How do I have a better relationship with Cisco?
April 22, 2009 10:45 PM   Subscribe

At work I have to face the Final Boss of the Internet for the next several months, and my trusty Cisco sidekick is starting to tard out on me. How do I level up enough to be able to use him effectively?

I recently had a ton of generic networking jobs dumped on me at work. The company is a government contractor, and they suddenly need me to do dozens of small to medium sized networking projects for their customers all at once. Most of the jobs are of the form "design and implement this upgrade to the network," with a good helping of "find out what is causing this behavior and make it stop."

Before anyone suggests getting a Cisco certificate, I need to point out that this is going to blow over by the end of the year and I can't afford the time to get one. I don't think it would help anyway, and I'm saying that even though one of my good ex co-workers was a CCIE. The problems I run into are really hard because each site is different and they combine technologies almost at random because of organic network growth due to the sites swapping other contractors in and out. Although there is a lot of IP nearly every site has weird internal protocols going on as well, and there are many unusual layer 1 technologies.
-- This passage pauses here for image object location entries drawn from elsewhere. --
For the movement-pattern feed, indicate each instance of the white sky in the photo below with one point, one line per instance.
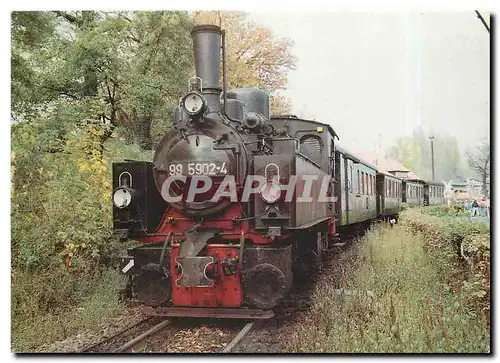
(363, 73)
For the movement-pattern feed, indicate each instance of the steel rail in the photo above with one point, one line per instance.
(238, 338)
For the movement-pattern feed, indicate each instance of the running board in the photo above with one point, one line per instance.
(178, 312)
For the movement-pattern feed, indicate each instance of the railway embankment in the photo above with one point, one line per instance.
(421, 286)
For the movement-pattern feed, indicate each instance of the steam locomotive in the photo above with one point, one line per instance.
(237, 203)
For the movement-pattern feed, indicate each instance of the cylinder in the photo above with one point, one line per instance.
(207, 46)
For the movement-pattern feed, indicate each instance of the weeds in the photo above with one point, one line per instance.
(410, 297)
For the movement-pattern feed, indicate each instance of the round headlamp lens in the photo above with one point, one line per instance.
(122, 198)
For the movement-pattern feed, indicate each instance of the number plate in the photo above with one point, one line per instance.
(210, 168)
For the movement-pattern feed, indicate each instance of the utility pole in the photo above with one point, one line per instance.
(432, 155)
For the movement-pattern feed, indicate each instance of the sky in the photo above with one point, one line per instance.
(376, 76)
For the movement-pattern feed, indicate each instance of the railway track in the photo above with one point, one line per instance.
(135, 338)
(139, 336)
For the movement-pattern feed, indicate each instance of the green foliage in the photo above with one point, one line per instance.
(469, 243)
(445, 211)
(402, 293)
(51, 305)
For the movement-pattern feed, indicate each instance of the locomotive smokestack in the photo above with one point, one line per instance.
(207, 42)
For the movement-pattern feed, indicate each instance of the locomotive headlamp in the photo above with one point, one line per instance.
(194, 103)
(270, 192)
(122, 197)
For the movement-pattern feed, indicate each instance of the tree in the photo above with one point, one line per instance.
(255, 57)
(479, 162)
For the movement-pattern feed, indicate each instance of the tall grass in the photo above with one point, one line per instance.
(72, 308)
(398, 297)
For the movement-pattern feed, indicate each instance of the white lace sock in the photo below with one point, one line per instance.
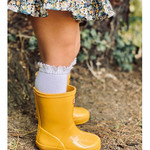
(51, 79)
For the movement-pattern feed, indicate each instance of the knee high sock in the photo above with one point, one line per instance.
(51, 79)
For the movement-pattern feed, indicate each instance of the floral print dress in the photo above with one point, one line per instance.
(81, 9)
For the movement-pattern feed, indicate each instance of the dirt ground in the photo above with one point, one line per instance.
(115, 106)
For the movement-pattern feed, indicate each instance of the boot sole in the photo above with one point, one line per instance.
(42, 147)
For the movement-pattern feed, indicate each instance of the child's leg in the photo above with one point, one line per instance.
(58, 38)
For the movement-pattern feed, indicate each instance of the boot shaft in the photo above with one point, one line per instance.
(55, 111)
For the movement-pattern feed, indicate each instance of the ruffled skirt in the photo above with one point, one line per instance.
(81, 9)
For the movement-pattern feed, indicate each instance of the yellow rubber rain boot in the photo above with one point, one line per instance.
(80, 115)
(56, 127)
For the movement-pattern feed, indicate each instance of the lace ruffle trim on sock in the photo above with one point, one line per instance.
(56, 70)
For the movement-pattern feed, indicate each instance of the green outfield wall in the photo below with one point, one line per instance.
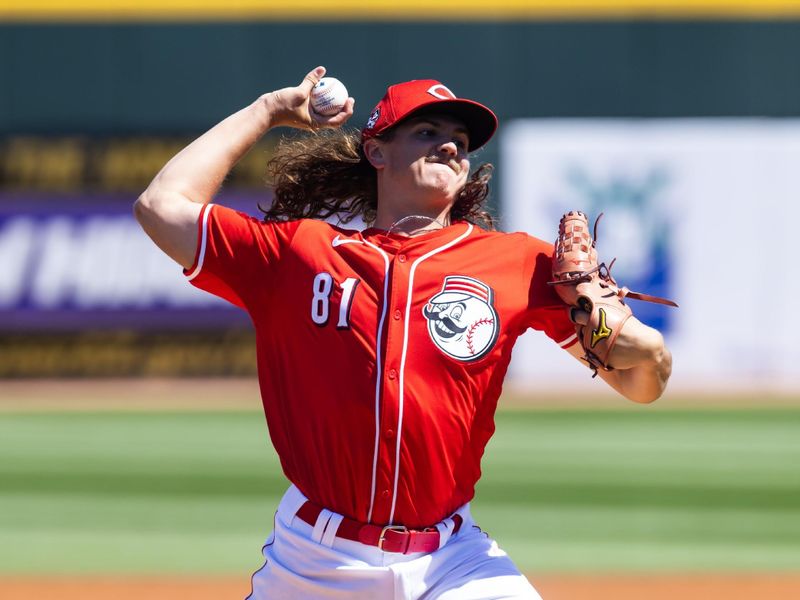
(170, 78)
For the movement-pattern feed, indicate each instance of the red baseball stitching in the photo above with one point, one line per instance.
(484, 321)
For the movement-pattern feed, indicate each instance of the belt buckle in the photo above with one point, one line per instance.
(382, 538)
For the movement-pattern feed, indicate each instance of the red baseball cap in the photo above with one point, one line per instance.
(404, 100)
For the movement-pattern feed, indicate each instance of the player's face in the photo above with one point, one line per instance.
(427, 159)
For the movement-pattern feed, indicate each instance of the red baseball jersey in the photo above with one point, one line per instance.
(380, 357)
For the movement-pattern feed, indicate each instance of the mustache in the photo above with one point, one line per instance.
(450, 162)
(447, 321)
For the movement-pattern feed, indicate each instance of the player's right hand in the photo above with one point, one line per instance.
(290, 106)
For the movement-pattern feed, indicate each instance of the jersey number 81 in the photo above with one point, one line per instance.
(320, 302)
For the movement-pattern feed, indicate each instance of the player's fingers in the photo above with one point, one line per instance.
(339, 118)
(578, 316)
(312, 79)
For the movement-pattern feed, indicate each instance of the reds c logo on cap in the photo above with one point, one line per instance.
(462, 321)
(441, 91)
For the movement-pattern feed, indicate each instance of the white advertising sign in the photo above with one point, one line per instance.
(703, 211)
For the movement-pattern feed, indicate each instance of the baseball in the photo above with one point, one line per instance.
(328, 96)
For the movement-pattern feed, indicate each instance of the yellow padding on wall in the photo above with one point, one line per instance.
(354, 10)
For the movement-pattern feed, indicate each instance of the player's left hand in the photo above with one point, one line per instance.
(611, 337)
(636, 344)
(290, 106)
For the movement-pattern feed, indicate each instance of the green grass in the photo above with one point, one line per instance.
(630, 490)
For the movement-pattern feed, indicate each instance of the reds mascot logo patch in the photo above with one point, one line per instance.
(462, 321)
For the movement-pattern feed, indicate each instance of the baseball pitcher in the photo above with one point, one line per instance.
(381, 352)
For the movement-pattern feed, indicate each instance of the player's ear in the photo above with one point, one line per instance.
(374, 151)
My question is this: how do people deal with Cisco on a regular basis? I've had a low-level relationship with their products throughout my career and have been mostly happy. Now that I have to really get my hands dirty with their products, I'm beginning to think that their engineering quality isn't as good as I've always thought.

To start with, is there a better way of navigating the documentation? I have the overall document structure straight in my head and can usually find what I want, but answering certain questions can easily involve a half dozen browser tabs. For instance, let's say I want a list of all the caveats and release notes for a given IOS/hardware/feature set/WIC combination. Is there some magic tool I don't know about that will allow me to paste my "sh inv" and "sh ver" output to get that, instead of looking up everything by hand?

The docs need some work, too. I'm constantly finding myself faced with configuration guides or feature notes which say things like "the route-map argument selects a route-map to use for NAT" without describing in detail how one feature's memory structures are interpreted by another feature. Is this normal, or is there a publisher that creates books that will fill in the blanks for me?

I also wish my management tools were better. I hand-built a bunch of scripts to do some rudimentary analysis of customer networks, but I constantly find myself wishing I had some kind of automatic network diagramming/enumeration tool. E-DI won't work because it doesn't support non-standard ports for telnet, and the latest IOS it supports is 12.3. Ciscoworks is way, way too expensive given that most of these jobs involve just a few devices, tops. CNA is limited to the low end gear, and ipswitch is too expensive to use at these sites as well. My dream tool is something that knows all about CDP, LLDP, SNMP, and WS-Management and can integrate a dynamic network map with an interactive configuration editor that does automatic hyperlinks between the commands and the online docs.

I know about Kiwi Cattools and they help a bit, but what I really need to know is what people under major time pressure use for device management and troubleshooting. Like, "I'm running a large network with half the budget I should be and this is my secret weapon" sort of tools.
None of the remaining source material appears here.